Voyons donc dans un premier temps les quatre principes de programmation qu’il énonce. Rappelons tout de même que comme tout principe, ils disposent de leurs exceptions.

P1. Reading code is more important than writing code

Traduction : “Lire le code est plus important que l’écrire”.

En effet, c’est un principe communément admis qu’un morceau de code sera généralement plus souvent lu qu’il ne sera écrit. Lorsqu’on écrit le code, on a souvent une vision d’ensemble du contexte d’utilisation et des dépendances de ce  morceau de code, contrairement aux futurs relecteurs (ce qui inclut bien sûr l’auteur du code lui même).

Ecrire du code concis et court est souvent une bonne chose, mais abuser de la concision peut rendre au final le code plus difficile à lire.

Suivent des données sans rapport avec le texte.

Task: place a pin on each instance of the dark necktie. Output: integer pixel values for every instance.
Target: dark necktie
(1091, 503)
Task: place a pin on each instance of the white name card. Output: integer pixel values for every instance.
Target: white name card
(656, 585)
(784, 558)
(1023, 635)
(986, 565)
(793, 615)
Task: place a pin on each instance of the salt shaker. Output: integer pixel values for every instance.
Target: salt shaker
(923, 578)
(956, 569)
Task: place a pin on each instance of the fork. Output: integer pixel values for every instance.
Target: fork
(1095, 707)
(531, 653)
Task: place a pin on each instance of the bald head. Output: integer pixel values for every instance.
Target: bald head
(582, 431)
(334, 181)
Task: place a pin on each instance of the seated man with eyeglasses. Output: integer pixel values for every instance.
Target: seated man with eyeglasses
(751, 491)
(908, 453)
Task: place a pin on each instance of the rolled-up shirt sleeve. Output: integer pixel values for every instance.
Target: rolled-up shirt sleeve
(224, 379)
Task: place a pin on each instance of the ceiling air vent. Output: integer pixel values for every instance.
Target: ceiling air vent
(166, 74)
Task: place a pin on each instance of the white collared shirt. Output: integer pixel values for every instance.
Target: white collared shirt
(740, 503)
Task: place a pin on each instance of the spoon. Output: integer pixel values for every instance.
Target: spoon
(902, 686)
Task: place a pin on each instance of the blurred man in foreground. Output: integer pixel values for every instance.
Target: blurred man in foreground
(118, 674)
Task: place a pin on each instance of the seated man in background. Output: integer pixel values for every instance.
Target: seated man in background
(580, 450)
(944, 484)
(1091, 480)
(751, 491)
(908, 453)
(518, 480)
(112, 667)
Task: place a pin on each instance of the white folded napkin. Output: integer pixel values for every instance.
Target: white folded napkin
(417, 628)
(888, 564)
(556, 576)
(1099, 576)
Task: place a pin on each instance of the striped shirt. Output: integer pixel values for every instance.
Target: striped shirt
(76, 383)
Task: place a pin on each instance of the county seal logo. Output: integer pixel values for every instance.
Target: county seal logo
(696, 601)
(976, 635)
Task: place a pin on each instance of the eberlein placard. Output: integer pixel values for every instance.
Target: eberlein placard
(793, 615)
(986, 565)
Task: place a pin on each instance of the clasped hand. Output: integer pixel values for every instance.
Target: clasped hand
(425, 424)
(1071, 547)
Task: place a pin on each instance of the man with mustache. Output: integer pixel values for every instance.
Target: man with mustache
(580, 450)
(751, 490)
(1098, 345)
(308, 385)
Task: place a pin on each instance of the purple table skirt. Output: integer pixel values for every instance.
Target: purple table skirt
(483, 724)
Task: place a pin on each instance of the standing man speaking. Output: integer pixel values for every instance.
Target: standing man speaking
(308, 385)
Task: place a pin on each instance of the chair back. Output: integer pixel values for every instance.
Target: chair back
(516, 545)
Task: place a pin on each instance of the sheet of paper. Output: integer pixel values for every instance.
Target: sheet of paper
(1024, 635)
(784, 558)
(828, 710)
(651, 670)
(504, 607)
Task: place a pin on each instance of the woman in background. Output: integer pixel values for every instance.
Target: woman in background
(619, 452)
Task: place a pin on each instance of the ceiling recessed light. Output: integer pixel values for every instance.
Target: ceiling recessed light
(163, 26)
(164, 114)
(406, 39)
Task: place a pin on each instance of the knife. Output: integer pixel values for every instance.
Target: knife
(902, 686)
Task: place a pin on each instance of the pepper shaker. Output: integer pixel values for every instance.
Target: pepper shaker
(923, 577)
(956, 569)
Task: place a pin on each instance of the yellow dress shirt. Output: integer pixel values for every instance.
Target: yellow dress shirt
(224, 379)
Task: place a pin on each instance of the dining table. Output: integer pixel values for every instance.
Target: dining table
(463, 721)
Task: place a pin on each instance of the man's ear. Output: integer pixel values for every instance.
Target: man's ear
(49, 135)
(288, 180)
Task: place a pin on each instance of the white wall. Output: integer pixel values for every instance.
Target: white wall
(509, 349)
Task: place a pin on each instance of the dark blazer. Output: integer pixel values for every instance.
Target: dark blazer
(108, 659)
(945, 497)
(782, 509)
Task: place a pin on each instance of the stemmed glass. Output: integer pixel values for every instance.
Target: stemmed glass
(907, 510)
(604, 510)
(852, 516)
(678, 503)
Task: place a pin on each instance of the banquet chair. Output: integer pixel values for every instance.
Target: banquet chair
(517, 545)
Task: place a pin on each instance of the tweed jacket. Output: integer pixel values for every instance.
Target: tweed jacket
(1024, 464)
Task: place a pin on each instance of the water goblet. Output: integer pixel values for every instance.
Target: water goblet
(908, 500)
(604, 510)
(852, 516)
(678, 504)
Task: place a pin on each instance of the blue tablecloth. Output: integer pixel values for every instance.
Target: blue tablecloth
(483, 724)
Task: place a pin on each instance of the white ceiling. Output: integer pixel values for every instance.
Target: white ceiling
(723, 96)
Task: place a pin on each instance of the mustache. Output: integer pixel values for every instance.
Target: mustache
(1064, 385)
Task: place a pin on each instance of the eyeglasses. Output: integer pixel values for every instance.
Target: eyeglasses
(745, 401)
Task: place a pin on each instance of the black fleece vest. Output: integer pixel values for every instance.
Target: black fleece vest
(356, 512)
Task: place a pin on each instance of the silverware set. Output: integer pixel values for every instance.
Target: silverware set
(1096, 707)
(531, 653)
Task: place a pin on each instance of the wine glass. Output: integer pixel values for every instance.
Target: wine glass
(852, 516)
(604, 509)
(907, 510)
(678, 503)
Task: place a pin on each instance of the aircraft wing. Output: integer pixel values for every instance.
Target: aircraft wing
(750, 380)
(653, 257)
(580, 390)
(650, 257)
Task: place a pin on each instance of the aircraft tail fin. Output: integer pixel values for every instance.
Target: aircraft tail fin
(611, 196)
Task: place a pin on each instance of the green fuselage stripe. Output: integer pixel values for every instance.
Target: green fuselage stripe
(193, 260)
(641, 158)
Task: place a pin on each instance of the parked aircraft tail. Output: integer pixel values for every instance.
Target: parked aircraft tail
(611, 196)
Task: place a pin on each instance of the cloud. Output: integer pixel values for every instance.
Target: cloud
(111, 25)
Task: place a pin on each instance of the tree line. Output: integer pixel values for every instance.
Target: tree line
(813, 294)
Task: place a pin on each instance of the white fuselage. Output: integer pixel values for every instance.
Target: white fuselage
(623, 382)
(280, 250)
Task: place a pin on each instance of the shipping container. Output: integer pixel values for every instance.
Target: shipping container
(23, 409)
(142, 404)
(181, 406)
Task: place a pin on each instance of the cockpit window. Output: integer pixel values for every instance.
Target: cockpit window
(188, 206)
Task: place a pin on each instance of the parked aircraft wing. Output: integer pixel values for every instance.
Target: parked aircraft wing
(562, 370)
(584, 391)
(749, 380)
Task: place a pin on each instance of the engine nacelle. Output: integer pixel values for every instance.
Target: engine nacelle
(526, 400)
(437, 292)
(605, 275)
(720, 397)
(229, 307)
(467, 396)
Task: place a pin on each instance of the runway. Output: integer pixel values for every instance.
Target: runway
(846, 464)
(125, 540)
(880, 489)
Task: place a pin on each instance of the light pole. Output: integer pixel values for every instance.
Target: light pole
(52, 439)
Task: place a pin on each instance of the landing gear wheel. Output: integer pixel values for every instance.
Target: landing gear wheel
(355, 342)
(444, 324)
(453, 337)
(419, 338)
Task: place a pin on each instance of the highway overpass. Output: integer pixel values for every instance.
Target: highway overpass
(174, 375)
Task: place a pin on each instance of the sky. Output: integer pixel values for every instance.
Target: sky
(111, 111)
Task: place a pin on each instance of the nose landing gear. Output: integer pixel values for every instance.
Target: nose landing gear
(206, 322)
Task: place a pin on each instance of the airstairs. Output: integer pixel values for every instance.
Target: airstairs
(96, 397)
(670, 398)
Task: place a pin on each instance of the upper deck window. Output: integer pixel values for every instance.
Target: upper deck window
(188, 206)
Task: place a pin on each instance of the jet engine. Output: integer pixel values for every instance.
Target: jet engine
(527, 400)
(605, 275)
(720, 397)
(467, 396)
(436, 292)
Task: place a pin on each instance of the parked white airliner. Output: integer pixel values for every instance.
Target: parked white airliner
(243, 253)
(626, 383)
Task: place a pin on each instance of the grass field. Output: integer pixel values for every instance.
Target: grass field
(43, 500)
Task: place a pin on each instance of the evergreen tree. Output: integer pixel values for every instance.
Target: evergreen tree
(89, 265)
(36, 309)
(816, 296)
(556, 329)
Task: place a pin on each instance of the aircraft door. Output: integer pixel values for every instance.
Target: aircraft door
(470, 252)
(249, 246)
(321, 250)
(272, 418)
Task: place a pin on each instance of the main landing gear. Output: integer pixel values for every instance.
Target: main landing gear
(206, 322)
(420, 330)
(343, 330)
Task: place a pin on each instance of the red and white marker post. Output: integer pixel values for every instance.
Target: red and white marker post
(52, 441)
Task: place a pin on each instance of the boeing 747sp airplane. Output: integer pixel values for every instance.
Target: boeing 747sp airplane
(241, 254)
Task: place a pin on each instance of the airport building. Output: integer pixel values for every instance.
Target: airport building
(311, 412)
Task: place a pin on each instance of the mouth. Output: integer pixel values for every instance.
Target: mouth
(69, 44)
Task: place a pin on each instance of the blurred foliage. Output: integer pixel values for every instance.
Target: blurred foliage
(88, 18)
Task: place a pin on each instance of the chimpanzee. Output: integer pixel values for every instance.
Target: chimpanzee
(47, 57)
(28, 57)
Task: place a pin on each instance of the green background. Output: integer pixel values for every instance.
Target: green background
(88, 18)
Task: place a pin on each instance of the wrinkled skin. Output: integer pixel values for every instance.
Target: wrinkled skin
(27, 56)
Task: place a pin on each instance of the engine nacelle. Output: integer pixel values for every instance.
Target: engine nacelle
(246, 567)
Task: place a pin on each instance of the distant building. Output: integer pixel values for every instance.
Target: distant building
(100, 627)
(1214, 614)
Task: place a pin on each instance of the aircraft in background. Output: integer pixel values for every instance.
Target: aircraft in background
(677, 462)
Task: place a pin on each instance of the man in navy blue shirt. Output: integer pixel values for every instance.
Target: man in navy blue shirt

P2. Code should be clear from local reasoning

Traduction : “Le code devrait être compréhensible à partir d’un raisonnement local”.

Ce qu’il faut comprendre ici, c’est que le lecteur devrait être capable de comprendre un morceau de code à partir de ce seul code, sans devoir aller rechercher les définitions des méthodes impliquées par exemple.

P3. Code readability shouldn’t depend on IDEs

Traduction : “La lisibilité du code ne devrait pas dépendre d’un IDE (Environnement de développement intégré)”.

Java est un langage qui est très rarement utilisé sans IDE : auto-complétion, importations automatiques, générateurs de code … sont autant d’outils pratiques et nécessaires au confort de la programmation Java, si bien que certains sont parfois presque indispensables. C’est donc assez drôle de parler de ne pas dépendre des IDEs pour un langage aussi dépendant de ceux-ci (et encore je ne cite pas les outils externes, tels que les créateurs d’UI pour Android, les gestionnaires de ressources ou encore le cas de Java EE).

Cela étant, ici il n’est question que de lisibilité et il faut admettre qu’un morceau de code est assez souvent lu sans IDE, lancer un IDE peut parfois être long et il est fréquent de se contenter d’un simple éditeur de texte pour lire un petit bout de code plutôt que de s’embêter à démarrer IntelliJ, Eclipse ou que sais-je.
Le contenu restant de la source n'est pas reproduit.